Head of the Economics Department at the University of Ghana has called for the prioritisation of data collection in the formulation of manifestoes as Ghana inches towards the 2020 general elections.

According to Prof. William Baah-Boateng, the importance of data, coupled with research in the development of a country cannot be over-emphasised in the transformation of an economy.

He explained on PM Express June 4 that, it is essential to uphold this phenomenon as it guides in critical decisions made with regards to the execution of plans laid down in a manifesto, a step which remains pivotal after assumption of power by any party in the rollout of its promised initiatives.

“If you want to know where we are you need to look at the data and if you need to know how you’ve done, you need to look at the data. It seems that over the years when it comes to investing in data collection…I think we haven’t done well… We need to invest in data collection to be able to know the effect of any policy that we implement,” Prof. Baah-Boateng said on JoyNews.

He further explained that “currently you can only resort to the most recent data on employment dating back to 2017. I think it’s good but three years becomes very difficult. We can do more.”

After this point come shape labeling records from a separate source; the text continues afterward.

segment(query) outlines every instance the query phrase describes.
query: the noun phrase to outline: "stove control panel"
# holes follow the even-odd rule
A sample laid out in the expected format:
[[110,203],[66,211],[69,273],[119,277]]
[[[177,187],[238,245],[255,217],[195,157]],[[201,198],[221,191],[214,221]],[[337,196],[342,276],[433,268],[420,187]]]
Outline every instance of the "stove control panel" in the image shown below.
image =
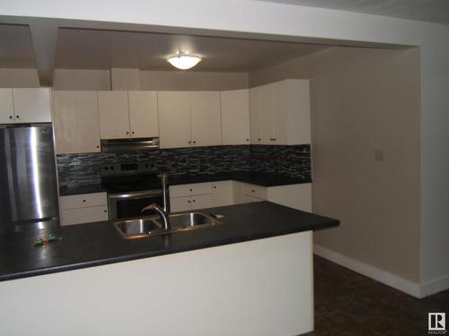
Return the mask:
[[101,177],[120,177],[129,175],[140,175],[156,173],[157,168],[154,163],[149,161],[110,163],[101,165],[100,175]]

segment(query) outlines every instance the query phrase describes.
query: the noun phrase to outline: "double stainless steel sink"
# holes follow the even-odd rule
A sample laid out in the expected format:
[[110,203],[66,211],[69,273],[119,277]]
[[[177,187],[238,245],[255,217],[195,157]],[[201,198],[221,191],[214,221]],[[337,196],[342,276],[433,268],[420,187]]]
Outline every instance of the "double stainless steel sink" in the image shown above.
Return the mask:
[[114,226],[125,239],[135,239],[222,224],[213,215],[202,212],[175,213],[170,214],[168,217],[171,224],[169,229],[164,229],[160,218],[154,216],[117,221]]

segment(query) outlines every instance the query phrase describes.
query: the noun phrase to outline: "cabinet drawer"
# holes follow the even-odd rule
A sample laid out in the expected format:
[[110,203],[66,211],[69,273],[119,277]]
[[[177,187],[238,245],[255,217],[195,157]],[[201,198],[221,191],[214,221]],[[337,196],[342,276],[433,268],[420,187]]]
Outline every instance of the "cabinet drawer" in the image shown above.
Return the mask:
[[108,205],[108,198],[106,193],[74,194],[59,197],[59,204],[62,210]]
[[245,184],[243,185],[243,194],[262,200],[267,199],[267,188],[265,186]]
[[109,214],[107,205],[66,209],[61,211],[62,225],[90,223],[108,220]]
[[207,194],[212,194],[212,185],[210,182],[170,186],[170,195],[172,197],[183,197]]

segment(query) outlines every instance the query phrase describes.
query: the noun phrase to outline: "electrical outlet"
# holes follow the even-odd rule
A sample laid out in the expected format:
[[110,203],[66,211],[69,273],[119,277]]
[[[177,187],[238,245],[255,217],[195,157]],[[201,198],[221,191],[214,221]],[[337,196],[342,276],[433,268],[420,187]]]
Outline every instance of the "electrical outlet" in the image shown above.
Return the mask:
[[383,151],[374,150],[374,161],[383,162]]

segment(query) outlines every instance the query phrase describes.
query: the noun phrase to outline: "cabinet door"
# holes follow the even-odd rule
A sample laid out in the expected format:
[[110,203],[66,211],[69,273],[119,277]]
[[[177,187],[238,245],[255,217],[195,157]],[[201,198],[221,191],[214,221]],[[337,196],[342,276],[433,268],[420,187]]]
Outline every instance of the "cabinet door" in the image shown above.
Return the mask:
[[274,144],[273,84],[263,85],[260,90],[260,133],[262,144]]
[[286,144],[311,143],[309,81],[286,80],[286,82],[287,91]]
[[251,144],[262,143],[261,107],[262,90],[260,86],[250,89],[250,128]]
[[[271,144],[286,144],[286,125],[288,123],[288,88],[287,82],[277,82],[271,85],[272,136]],[[293,120],[292,120],[293,122]],[[295,127],[299,127],[296,124]],[[295,131],[297,133],[298,131]]]
[[98,112],[101,139],[129,138],[127,91],[98,91]]
[[233,181],[219,181],[212,184],[212,205],[226,206],[233,204]]
[[128,91],[131,138],[159,136],[155,91]]
[[187,211],[189,210],[192,210],[190,196],[170,198],[170,211],[172,212]]
[[223,144],[250,143],[248,90],[221,92]]
[[161,148],[190,146],[189,92],[157,92],[159,144]]
[[212,208],[212,195],[198,194],[192,196],[192,210]]
[[50,90],[48,88],[13,89],[16,123],[50,123]]
[[222,144],[220,93],[189,92],[193,146]]
[[100,151],[95,91],[53,91],[53,128],[57,154]]
[[13,89],[0,89],[0,124],[12,124],[14,121]]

The Associate Professor was speaking on the promotion of responsible manifestos for inclusive development with a focus in Ghana’s case as the country goes into another general election in December.

Also speaking on the show, fellow at the Ghana Centre for Democratic Development (CDD-Ghana) Prof Atsu Amegashie advocated the assessment of historical antecedents to help couch the best policies for the country.

The Professor of Economics with the University of Guelph in Canada was of the view that best practices must be critically adhered to be able to effectively consolidate the gains expected to be made through these manifestos.

“We have to learn from policies that have been practiced elsewhere or even within Ghana in the past and to be able to evaluate how well it has worked.

Citing government’s Free SHS programme as example, he indicated that “it is a good policy but we know it has some challenges. So we can learn from that and then you try to recalibrate what you are doing.”

He also highlighted the need for governments to be committed to the effective implementation of a policy framework and ideas.